I usually go by the back of the neck as well but I don't find LO settles when he's cold either so that's usually my main indication x


----------



## rosyfeathers

My HV told me to always feel their chest & back -
thats what ive always gone by...:flower:


----------



## charliesmom

I used to check her chest, but now being winter and all, it's hard to stick your hands down 4 layers of clothes without waking her up. So I feel her hands, if they're pretty icy, I add another blankie. If they are really warm, I'm probably suffocating her. I fuss about her temp for at least 15 mins before I fall asleep every night, checking her hands and deciding how many blankies to put on... the life of a mom.


----------



## TennisGal

HV told me chest, but doc said back of neck...as sometimes, as CM says, it's hard to feel their chest when they are asleep!

Gro-bags have been great for us, as DD kicks off every single blanket put on her. Fair enough if she likes to do that in normal weather, but I had a chat with her and told her it's really not a great idea in minus temps! :lol:


----------



## rosyfeathers

charliesmom said:


> I used to check her chest, but now being winter and all, it's hard to stick your hands down 4 layers of clothes without waking her up. So I feel her hands, if they're pretty icy, I add another blankie. If they are really warm, I'm probably suffocating her.

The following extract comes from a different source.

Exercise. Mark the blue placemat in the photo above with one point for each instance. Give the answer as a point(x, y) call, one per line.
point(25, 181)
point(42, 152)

I fuss about her temp for at least 15 mins before I fall asleep every night, checking her hands and deciding how many blankies to put on... the life of a mom.

yea, i agree, when i started checking on Faith when she was a few wks old, she wud wake up, but after a while she got used to it, & i think she got so used to it that i cud even add another layer of clothing( as i never used blankies) if her chest felt cool, & shed just stir & go back to sleep...
With Christina at the moment she also wakes up briefly, but never kicks up a fuss, just turns her head and puts her thumb in her mouth & goes back to sleep:baby: - you are so right - the life of a mom!! every nite i also spend a good 1/2 hr trying to decide if i need to add another layer on or not!!..:-k


----------



## Mumiof2

I always check the back of the neck x


----------